Primary LanguageDockerfile

Azure Shipyard with InfiniBand and Intel MPI

Lightning fast performance in Azure with InfiniBand, Azure Storage and Intel MPI

I recently helped a customer to automate a High Performance Compute (HPC) project on Azure and wanted to share the below learnings and architecture. The goal was to take a process that was running on an on-prem on a cluster and take advantage of the cloud.

The Solution

  • The solution uses Azure Shipyard http://batch-shipyard.readthedocs.io/en/latest/. This is an open source project that automates Azure Batch under the covers. It provides for an easy to use command line interface to create clusters, submit jobs, monitor jobs, clean up and tear down.

The Architecture

alt tag

Easy to run

A single developer can provision a 40 node InfiniBand cluster with their code deployed in approximately five minutes. No IT department required.

Create a pool of computers with Docker installed along with InfiniBand installed:
docker run --rm -it -v '/mycofigs/configs':/configs -e SHIPYARD_CONFIGDIR=/configs alfpark/batch-shipyard:3.5.2-cli pool add

Easy to submit a job:
docker run --rm -it -v '/mycofigs/configs':/configs -e SHIPYARD_CONFIGDIR=/configs alfpark/batch-shipyard:3.5.2-cli jobs add --tail stdout.txt

Easy to clean up resources (to stop the Azure billing)
docker run --rm -it -v '/mycofigs/configs':/configs -e SHIPYARD_CONFIGDIR=/configs alfpark/batch-shipyard:3.5.2-cli pool del -y

Performance

  1. The InfiniBand allows Intel MPI to pass messages between the nodes at 25 Gbps speeds. Recent Azure announcements will take this to 100 Gbps.
  2. Downloading 1TB of data from Azure Blob storage can take less than 20 seconds.

The sample Dockerfile

  1. The Dockerfile in this repository shows you:

    1. How to include the drivers that are needed for InfiniBand (RDMA)
    2. How you include your Intel MPI license
    3. Download your C++ include libraries
    4. Compile your code (Yes, you will compile your code inside the Docker image)
    5. Then use a seperate stage to copy your files over to the final Docker image
  2. You can also see my other repository where I show you how to access Azure Storage via C++ on Linux: https://github.com/AdamPaternostro/azure-storage-c-plus-plus

Monitoring your cluster

alt tag

Learnings

  1. Our pools were failing to be created? Was this an Azure VM provisioning issues? Bugs? Turns out it was the Container Registry not being able to process all the requests when the pool was being created. Downloading the same image 40+ times in a short timeframe caused issues. Even with retry logic issues occurred.

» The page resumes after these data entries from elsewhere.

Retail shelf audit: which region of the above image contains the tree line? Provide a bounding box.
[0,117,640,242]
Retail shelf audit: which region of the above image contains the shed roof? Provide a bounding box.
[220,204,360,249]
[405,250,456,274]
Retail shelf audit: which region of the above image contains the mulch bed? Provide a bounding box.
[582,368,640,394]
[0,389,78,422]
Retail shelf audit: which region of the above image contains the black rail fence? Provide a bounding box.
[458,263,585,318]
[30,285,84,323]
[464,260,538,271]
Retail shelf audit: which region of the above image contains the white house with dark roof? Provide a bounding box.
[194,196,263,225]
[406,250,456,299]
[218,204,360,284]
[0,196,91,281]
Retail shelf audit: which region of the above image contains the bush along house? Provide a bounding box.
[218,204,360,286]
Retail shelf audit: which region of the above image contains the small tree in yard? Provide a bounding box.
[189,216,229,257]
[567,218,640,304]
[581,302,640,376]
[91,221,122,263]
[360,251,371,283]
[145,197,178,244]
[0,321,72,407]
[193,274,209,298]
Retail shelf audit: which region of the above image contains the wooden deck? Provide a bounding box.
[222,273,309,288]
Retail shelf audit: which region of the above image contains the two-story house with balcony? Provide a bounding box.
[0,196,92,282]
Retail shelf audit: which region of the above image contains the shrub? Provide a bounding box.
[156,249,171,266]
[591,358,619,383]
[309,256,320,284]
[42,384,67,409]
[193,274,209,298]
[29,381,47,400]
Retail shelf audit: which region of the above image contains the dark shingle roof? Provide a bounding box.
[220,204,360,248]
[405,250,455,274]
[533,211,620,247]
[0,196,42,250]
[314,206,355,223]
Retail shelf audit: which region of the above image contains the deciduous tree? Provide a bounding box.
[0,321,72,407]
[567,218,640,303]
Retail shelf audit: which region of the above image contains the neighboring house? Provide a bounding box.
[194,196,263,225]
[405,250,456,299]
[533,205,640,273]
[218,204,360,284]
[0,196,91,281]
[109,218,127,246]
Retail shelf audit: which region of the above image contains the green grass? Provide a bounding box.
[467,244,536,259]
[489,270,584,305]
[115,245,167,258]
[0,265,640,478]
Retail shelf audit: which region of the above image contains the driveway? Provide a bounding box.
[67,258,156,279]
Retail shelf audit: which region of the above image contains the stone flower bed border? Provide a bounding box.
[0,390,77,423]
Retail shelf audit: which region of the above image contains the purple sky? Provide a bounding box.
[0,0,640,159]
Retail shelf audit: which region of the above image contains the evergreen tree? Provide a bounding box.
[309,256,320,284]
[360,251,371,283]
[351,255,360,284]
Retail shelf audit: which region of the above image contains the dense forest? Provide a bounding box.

    Solution: We worked with the Shipyard team to add a configuration to our config.yaml. The configuration "delay_docker_image_preload: true" causes only 10 docker pulls at a time to reduce the strain on the container registry. You can further configure this value with "concurrent_source_downloads: 10" attribute.

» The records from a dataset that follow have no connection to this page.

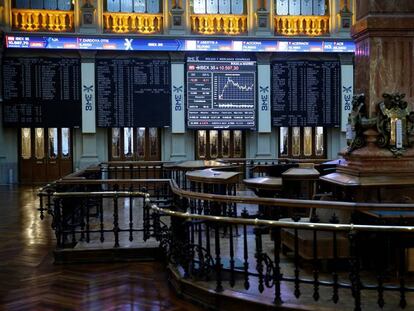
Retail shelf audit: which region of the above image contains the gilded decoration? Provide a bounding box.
[347,93,414,156]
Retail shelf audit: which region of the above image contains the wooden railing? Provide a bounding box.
[39,179,414,310]
[103,12,163,34]
[12,9,74,32]
[275,15,329,36]
[191,14,247,35]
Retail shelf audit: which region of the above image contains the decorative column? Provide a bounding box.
[352,0,414,116]
[0,42,19,184]
[256,0,272,36]
[322,0,414,202]
[340,54,354,132]
[338,0,352,37]
[248,53,276,158]
[79,0,98,34]
[167,53,191,161]
[170,0,186,35]
[79,52,99,168]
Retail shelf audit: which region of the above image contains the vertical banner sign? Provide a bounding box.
[106,0,121,12]
[81,63,96,134]
[120,1,132,12]
[58,0,72,11]
[193,0,206,14]
[207,0,218,14]
[276,0,289,15]
[30,0,43,10]
[43,0,57,10]
[219,0,231,14]
[171,63,185,134]
[289,0,301,15]
[341,65,354,132]
[147,0,160,14]
[16,0,30,9]
[257,64,272,133]
[302,0,313,15]
[134,0,145,13]
[231,0,244,15]
[313,0,325,15]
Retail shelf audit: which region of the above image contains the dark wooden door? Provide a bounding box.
[19,128,73,183]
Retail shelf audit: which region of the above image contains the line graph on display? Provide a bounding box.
[217,73,255,101]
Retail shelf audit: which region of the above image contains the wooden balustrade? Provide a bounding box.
[191,14,247,35]
[275,16,329,36]
[103,12,163,34]
[12,9,74,32]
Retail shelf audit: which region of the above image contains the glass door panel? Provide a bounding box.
[197,131,207,159]
[303,127,312,157]
[124,127,134,158]
[137,127,146,160]
[279,127,289,157]
[35,128,45,160]
[21,128,32,160]
[111,128,121,159]
[148,127,159,160]
[233,131,243,158]
[48,128,59,160]
[292,127,301,157]
[62,128,72,158]
[315,126,325,156]
[221,131,230,158]
[210,131,219,159]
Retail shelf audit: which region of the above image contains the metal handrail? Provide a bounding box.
[40,179,414,211]
[147,204,414,233]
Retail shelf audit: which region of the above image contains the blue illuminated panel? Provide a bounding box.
[6,35,355,53]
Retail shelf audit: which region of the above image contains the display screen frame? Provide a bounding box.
[270,57,342,128]
[184,53,258,131]
[1,53,82,128]
[95,54,172,128]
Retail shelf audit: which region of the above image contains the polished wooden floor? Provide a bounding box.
[0,186,204,311]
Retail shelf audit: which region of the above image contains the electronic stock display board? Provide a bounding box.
[3,57,82,127]
[272,60,341,127]
[5,34,355,53]
[96,58,171,127]
[186,56,257,129]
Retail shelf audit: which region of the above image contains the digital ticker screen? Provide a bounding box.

  2. Storage was getting too many egress errors. The HPC process was trying to download almost 1 TB of data within a 20 second window.

    Solution: Work with Azure Support to bump up the limits on the (v2) storage account. Created 10 storage accounts and ensure they were on storage stamps that could support the egress. Support can create the accounts on different stamps for you; otherwise, you need to create and then check the IP address of the stamp (using nslookup storageaccountname.blob.core.windows.net). Doing yourself is a hit or miss operation. https://azure.microsoft.com/en-us/blog/announcing-larger-higher-scale-storage-accounts/

  3. Use a multi-stage Docker build process (https://docs.docker.com/develop/develop-images/multistage-build/). Our Docker image was about 4GB which put stress on the download of the container registry and just had extra waste in the image.

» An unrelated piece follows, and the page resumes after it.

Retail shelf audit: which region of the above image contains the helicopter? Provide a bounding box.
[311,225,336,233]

    Solution: Using a docker multi-stage build, reduced the size to less than 500MB.

  4. More Docker layers is better than less. Well, Docker says less layers are better since there is an overhead per layer. But, when downloading the image from the repository, it is better to have more layers that are not too big. In Azure the Azure Container Registry is backed by Blob storage and blob storage has concurrency limits on a single blob. So, if you have a really large layer, then your 40+ nodes will have high contention to download this layer and will cause issues.

    Solution: Run a docker history command and keep your layers from getting too big (target 80 to 100 MB).

  5. Azure Blob files sizes should not be too small or too big. A lot of little files (1KB) will cause a lot of reads. Really large files will 100MB+ will also affect performance. Based up Azure documentation a single blob can be read at 60MB per second(https://docs.microsoft.com/en-us/azure/azure-subscription-service-limits#storage-limits). You should always review the service limits page when designing a large scale application to ensure you do not design against scale limits.

    Solution: Keep your source files a reasonable size (our files between 80 MB and 100 MB).